Maybe the analysts aren't even writing anything but are relying on computer algorithms. Apple had a pretty decent earnings report. So did several other companies. Even when earnings guidance was positive, the share prices of the companies dropped. Apple is no exception. Another company I follow is Gilead Sciences, which reported earnings gains of about 18% yesterday. Also pretty decent guidance. GILD shares are down about 3% today.

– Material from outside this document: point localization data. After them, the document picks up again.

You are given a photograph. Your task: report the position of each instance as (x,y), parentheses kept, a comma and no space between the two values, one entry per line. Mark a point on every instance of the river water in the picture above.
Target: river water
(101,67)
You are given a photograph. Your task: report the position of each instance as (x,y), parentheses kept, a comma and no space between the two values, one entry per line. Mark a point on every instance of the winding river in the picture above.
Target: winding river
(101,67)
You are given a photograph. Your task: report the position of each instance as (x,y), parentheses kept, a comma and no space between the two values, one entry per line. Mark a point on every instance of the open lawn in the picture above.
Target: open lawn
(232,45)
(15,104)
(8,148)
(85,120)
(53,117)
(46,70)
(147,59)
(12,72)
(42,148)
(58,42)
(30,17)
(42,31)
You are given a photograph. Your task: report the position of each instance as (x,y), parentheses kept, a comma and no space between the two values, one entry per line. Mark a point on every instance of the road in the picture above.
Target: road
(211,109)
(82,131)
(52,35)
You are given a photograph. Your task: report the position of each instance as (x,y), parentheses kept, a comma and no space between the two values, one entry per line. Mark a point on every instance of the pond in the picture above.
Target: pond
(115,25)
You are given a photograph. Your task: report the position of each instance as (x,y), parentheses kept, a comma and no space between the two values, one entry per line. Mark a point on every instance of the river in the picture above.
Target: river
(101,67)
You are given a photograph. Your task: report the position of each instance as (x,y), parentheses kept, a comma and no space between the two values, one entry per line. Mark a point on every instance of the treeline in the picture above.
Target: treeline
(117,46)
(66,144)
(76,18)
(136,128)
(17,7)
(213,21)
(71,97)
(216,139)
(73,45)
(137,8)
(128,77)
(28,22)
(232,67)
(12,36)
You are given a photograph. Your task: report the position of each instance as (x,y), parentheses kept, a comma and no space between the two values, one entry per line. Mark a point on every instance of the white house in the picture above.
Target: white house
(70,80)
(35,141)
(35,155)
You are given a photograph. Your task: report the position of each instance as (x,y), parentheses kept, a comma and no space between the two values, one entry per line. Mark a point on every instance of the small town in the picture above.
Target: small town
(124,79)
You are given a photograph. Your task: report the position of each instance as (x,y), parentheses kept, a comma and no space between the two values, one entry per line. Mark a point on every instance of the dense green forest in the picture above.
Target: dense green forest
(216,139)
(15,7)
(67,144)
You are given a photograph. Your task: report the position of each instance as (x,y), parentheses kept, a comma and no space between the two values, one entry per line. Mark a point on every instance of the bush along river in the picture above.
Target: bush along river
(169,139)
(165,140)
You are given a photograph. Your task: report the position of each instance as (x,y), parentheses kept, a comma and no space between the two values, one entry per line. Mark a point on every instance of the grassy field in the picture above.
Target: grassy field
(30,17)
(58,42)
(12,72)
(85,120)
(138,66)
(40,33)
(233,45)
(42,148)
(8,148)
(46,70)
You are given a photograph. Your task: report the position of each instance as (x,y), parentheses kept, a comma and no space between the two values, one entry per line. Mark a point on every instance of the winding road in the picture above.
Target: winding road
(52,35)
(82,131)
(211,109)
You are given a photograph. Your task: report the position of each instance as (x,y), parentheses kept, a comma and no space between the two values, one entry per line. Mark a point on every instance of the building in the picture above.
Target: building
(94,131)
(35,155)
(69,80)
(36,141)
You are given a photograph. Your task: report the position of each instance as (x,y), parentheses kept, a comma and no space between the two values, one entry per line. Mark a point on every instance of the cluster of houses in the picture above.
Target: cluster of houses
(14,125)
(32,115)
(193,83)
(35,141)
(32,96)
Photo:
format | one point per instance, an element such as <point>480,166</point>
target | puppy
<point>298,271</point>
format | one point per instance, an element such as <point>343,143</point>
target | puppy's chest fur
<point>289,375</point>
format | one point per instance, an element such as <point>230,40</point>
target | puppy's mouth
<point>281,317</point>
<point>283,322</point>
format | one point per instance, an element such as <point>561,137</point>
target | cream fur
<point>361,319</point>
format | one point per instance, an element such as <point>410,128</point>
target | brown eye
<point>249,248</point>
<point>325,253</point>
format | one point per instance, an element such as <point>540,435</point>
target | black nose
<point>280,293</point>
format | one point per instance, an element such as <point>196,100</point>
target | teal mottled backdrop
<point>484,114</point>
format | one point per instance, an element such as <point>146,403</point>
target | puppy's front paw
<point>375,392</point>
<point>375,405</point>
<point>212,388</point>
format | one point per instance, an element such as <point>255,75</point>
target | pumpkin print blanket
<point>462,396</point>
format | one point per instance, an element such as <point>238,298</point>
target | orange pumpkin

Computerized trading, based on algorithms that often are proprietary, are used frequently for exchange traded funds, where all stocks in a particular category may be affected. Among tech stocks, Apple and many of its suppliers have been affected downward on the assumption that supply shortages will continue. Among biotech stocks, especially smaller, development stage firms, similar downward pressure is exerted, especially because many, if not most of these smaller stocks pay no dividend and may earn little or no money at this stage. Gilead, like Apple is an exception. Both companies reported really decent earnings, but both stocks fell after hours and in trading today.
Meanwhile you have stocks like Tesla, valued more than Ford and GM combined. It makes no sense. I'd suggest looking for stocks with low downside risk, and I include Apple in this category because of its large cash reserves, dividends, cash buybacks, popular brand name, and future earnings, even if dampened by supply shortages.